So far, the molecular detection and characterisation of PYVV have been reported from leaf extracts (4, 9, 10, 11, 12, 13). PYVV is transmitted by infected tubers (14) and semi-persistently by the natural whitefly vector (Trialeurodes vaporariorum, Westwood) (2). High PYVD incidence in Colombia (3, 14) is due to increased vector populations, although indiscriminate use of potato-infected seed provides the major pathway for viral dissemination (2).Whitefly-transmitted viruses have become increasingly prevalent in crops grown in tropical and subtropical parts of the world (15, 16), thereby leading to the emergence of numerous whitefly-transmitted diseases (17, 18, 19). The whitefly Bemisia tabaci has been reported as a vector of viruses such as Tomato yellow leaf curl virus (TYLCV), Tomato infectious chlorosis virus (TICV), and Tomato chlorosis virus (ToCV) (20, 21, 22). On the other hand, Cucumber vein yellowing virus (CVYV) and Cucurbit yellow stunting disorder virus (CYSDV) have been detected by RT-PCR from B. Tabaci extracts (23, 24).The interaction between T. vaporariorum, PYVV and a host (potato/tomato) has only been reported by classical vector transmission and symptom expression assays(25).

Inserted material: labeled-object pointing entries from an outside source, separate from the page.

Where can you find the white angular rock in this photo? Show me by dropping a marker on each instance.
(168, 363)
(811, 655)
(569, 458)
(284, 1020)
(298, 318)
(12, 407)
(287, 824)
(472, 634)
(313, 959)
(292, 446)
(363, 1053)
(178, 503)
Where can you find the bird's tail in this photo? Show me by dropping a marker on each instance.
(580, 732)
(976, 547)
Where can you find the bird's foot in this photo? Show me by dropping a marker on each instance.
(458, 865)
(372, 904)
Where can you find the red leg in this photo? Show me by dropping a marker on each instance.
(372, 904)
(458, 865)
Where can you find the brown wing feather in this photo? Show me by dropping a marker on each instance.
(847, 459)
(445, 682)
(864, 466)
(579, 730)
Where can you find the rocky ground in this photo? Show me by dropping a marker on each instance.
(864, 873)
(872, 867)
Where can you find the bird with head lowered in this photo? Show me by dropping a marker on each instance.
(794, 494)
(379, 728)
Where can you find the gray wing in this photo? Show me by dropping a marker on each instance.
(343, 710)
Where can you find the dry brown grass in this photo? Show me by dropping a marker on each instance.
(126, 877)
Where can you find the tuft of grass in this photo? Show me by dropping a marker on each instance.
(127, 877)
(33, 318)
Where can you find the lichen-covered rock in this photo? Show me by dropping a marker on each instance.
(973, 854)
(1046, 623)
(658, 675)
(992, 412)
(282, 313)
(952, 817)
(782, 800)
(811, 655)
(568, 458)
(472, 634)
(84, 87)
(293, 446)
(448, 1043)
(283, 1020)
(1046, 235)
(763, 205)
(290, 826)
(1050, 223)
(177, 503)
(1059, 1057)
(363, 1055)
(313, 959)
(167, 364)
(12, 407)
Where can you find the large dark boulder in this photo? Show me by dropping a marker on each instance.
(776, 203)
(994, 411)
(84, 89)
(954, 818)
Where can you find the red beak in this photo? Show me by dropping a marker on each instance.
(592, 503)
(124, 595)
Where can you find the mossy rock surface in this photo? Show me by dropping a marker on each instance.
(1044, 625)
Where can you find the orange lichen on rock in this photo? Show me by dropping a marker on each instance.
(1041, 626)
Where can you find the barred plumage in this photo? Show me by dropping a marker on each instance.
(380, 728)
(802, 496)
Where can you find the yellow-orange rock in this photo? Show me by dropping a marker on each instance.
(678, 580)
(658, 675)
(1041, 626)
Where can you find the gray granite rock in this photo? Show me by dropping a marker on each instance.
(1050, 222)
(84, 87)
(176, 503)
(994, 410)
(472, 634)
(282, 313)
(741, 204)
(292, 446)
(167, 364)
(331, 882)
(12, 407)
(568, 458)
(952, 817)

No reports concerning the molecular detection of PYVV from T. vaporariorum extracts have been reported to date.The aim of this study was to detect PYVV from viruliferous T.vaporariorum extracts for the first time by using molecular methods and using a short procedure to obtain viruliferous whiteflies.
MATERIALS AND METHODS
Virus isolates
Two Colombian Solanum phureja potato plants showing yellowing symptoms were harvested in a field near Chipaque, Cundinamarca, Colombia. The tubers from these plants were planted and shoots expressing yellowing symptoms (Fig. 1) were diagnosed for PYVV by RT-PCR. The viral RNA was extracted from the petioles; PYVVCP and the Hsp70h genes were amplified using previously-described specific primers (11, 26).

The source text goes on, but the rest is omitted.